Es admisible y hasta plausible combinar en una fórmula llena de frescura y novedad; historia, raíces y acervo, en función de un televidente exigente. Reconozco en la nueva propuesta secciones inclinadas al reconocimiento cultural sin vanidades ni protagonistas que suelen predominar en estos espacios televisivos. En varias ocasiones me he visto atrapado en viajes hacia pasajes didácticos llenos de espíritu popular.

Presentadores y jurado se han superado en el corto tiempo de esta primera edición de La Banda Gigante, supliendo vacíos técnicos y epistemológicos que afloraron en menor escala al principio.

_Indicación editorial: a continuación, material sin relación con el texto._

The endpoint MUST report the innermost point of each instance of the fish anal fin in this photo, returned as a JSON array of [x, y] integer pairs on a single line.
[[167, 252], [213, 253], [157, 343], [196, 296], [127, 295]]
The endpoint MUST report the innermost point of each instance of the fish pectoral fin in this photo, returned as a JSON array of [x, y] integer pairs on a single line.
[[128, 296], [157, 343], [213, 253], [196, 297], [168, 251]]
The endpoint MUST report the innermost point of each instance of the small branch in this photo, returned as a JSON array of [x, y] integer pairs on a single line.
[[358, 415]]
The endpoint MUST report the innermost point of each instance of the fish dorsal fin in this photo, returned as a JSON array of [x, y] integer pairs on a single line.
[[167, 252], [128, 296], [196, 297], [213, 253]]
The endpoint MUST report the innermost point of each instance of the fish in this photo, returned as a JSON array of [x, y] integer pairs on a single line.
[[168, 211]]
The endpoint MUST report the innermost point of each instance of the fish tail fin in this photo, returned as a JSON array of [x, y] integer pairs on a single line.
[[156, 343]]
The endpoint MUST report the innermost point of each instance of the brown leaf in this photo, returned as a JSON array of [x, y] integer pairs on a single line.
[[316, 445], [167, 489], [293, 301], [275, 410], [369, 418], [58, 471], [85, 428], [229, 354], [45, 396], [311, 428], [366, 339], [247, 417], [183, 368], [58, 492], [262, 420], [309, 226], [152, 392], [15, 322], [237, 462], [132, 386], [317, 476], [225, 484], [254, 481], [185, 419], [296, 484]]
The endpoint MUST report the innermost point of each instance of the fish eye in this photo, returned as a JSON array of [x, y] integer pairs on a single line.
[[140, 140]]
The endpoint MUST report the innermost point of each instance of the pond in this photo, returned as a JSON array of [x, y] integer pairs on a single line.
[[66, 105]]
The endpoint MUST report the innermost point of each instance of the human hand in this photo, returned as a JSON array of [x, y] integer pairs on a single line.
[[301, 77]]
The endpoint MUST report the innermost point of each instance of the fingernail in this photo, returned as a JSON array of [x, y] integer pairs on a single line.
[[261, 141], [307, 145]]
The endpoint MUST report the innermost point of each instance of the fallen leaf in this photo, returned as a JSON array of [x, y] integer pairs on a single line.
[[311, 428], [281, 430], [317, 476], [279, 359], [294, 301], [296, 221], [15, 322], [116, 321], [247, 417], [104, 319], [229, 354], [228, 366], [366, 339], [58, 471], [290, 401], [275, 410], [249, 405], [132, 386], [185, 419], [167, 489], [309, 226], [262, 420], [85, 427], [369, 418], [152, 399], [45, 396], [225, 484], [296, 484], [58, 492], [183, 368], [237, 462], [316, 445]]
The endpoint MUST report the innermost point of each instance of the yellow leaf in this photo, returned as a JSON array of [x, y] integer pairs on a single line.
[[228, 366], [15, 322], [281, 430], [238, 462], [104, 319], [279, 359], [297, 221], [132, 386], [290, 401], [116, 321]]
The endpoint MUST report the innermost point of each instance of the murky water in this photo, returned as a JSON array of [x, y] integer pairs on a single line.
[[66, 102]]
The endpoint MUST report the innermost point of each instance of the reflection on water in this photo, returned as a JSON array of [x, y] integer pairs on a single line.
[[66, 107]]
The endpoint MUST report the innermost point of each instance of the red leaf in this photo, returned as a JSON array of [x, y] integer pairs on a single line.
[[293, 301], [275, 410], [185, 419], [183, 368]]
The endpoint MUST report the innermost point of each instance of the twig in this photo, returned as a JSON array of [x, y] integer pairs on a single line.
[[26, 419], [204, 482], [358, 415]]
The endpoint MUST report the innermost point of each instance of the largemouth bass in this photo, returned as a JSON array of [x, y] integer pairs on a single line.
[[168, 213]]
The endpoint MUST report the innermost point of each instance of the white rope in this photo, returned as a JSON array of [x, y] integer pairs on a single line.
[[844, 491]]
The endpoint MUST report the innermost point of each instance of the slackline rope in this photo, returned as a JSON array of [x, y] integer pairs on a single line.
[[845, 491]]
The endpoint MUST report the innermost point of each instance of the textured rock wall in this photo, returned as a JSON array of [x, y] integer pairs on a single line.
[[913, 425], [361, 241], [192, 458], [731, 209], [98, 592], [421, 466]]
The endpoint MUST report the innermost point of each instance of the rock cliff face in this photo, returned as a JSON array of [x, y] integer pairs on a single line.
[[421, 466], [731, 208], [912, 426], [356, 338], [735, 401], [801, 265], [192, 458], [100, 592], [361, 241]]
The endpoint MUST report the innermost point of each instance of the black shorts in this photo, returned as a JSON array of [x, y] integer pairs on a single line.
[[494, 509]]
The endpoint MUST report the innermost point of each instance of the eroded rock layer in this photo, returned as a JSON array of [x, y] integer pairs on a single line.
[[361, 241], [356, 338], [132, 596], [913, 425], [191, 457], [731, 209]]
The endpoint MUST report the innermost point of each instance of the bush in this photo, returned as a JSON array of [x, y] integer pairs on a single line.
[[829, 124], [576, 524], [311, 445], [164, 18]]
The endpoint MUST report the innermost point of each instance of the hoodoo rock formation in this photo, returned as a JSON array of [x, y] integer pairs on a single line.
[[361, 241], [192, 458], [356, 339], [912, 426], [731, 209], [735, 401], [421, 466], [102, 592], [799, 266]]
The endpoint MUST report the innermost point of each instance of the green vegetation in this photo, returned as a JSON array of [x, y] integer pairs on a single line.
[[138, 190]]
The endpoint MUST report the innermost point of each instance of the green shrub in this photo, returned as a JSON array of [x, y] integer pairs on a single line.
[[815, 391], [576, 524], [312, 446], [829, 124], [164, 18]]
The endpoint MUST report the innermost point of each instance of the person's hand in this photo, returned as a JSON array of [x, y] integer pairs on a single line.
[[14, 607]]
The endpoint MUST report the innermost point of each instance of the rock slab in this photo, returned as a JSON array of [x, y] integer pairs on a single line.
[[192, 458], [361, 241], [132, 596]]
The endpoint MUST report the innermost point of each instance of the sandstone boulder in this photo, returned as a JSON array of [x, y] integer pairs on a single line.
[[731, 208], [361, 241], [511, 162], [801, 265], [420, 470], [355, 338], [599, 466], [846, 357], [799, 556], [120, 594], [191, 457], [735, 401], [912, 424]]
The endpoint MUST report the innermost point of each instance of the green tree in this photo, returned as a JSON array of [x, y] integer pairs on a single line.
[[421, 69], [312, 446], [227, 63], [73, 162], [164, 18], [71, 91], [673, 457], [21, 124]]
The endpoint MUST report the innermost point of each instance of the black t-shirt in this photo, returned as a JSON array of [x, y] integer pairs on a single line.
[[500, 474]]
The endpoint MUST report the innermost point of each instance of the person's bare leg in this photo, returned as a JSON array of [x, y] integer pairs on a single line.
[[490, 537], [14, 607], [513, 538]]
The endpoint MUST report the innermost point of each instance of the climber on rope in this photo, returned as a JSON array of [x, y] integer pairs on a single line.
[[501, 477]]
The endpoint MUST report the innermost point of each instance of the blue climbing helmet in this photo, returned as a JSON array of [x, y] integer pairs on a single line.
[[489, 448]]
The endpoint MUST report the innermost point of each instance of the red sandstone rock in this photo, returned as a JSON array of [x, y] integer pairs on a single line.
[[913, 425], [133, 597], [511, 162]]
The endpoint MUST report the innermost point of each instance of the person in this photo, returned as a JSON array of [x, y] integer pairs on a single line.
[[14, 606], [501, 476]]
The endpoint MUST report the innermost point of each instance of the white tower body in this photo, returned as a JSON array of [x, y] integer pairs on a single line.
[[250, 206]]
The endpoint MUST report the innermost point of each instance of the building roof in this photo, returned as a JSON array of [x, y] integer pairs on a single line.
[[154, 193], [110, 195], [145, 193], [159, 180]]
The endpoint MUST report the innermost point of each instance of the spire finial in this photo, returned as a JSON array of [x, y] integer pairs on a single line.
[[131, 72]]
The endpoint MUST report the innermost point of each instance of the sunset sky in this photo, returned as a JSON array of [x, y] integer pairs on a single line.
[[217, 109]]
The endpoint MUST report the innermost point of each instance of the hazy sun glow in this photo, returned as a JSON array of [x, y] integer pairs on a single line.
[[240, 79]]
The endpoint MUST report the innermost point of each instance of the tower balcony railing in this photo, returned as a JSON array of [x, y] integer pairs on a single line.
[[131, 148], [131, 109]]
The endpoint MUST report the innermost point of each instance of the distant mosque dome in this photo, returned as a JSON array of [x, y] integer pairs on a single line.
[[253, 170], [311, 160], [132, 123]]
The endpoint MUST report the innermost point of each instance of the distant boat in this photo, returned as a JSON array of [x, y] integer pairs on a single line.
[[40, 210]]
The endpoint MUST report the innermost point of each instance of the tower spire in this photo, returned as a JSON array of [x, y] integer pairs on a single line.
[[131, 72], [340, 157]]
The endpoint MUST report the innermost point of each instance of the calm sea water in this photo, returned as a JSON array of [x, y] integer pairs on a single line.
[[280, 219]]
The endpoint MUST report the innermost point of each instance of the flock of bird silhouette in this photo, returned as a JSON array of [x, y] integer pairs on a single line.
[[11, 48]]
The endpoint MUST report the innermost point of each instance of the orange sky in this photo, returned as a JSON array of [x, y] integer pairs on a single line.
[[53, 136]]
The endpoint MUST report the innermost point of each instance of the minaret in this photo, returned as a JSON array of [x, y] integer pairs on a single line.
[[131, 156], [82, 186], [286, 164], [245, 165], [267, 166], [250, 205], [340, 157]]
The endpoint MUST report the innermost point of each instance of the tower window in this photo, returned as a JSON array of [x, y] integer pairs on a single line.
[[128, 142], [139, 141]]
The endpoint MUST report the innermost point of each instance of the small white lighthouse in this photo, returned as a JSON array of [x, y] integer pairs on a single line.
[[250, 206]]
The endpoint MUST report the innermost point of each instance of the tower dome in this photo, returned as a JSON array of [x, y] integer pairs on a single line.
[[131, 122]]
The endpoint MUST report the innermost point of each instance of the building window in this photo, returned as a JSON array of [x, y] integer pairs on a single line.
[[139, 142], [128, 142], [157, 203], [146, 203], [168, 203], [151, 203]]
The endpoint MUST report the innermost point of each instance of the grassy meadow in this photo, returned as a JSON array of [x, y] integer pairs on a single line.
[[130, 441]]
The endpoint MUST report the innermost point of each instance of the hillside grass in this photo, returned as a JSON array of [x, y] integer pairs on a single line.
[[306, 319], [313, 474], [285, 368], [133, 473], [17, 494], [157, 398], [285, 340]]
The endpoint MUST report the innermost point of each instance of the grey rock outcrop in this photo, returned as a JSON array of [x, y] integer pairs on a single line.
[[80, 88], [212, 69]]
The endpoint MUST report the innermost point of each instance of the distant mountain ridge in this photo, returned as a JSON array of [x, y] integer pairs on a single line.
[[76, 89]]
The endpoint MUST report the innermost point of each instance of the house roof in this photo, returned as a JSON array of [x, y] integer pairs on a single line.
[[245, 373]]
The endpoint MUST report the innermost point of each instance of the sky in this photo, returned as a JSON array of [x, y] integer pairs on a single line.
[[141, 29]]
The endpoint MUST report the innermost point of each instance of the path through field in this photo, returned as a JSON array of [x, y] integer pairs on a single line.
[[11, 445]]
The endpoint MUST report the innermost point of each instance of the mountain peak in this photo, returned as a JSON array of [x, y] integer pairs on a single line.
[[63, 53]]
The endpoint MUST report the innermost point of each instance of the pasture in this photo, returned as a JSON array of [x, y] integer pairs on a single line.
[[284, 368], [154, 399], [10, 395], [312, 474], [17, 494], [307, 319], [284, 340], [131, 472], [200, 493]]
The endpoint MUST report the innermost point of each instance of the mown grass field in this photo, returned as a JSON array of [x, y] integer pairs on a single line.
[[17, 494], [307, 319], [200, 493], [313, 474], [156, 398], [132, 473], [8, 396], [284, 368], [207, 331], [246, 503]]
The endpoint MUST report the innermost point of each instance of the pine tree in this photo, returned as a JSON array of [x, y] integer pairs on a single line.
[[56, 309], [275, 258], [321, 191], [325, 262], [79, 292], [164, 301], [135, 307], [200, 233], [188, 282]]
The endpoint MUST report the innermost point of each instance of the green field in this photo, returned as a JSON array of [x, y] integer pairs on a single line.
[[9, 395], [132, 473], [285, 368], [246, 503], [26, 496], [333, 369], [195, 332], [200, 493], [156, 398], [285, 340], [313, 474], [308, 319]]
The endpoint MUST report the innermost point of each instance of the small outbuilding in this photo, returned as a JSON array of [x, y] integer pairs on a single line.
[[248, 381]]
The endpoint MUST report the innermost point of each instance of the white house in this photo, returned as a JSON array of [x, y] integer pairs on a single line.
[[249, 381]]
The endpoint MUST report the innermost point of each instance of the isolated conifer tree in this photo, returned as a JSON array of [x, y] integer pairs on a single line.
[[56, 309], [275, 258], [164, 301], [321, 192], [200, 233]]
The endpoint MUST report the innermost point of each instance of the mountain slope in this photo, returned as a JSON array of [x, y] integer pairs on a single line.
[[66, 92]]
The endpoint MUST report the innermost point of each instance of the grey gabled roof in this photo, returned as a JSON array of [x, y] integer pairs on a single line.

La dirección de arte cumple firme su pretensión de dialogar con una visualidad refinada y bien pensada. Todo lo anterior acompañado de la promoción exacta y directa, sin banales estrategias contemplatorias como plagar las redes sociales de dramas de vida.

Los concursantes por su parte cuentan con la disciplina y preparación que engalana a nuestros músicos. Cada gala es una muestra de talento e histrionismo respectivamente. Resaltan la diversidad y marcada personalidad de cada uno, sin sobresalir ni crear estrellas fugaces.

Llegamos al punto casi definitorio de la competencia. Entonces salen cual recuento ganancias vivenciales y cognitivas. Los públicos ya tienen sus favoritos y queda esperar con curiosidad el resultado final.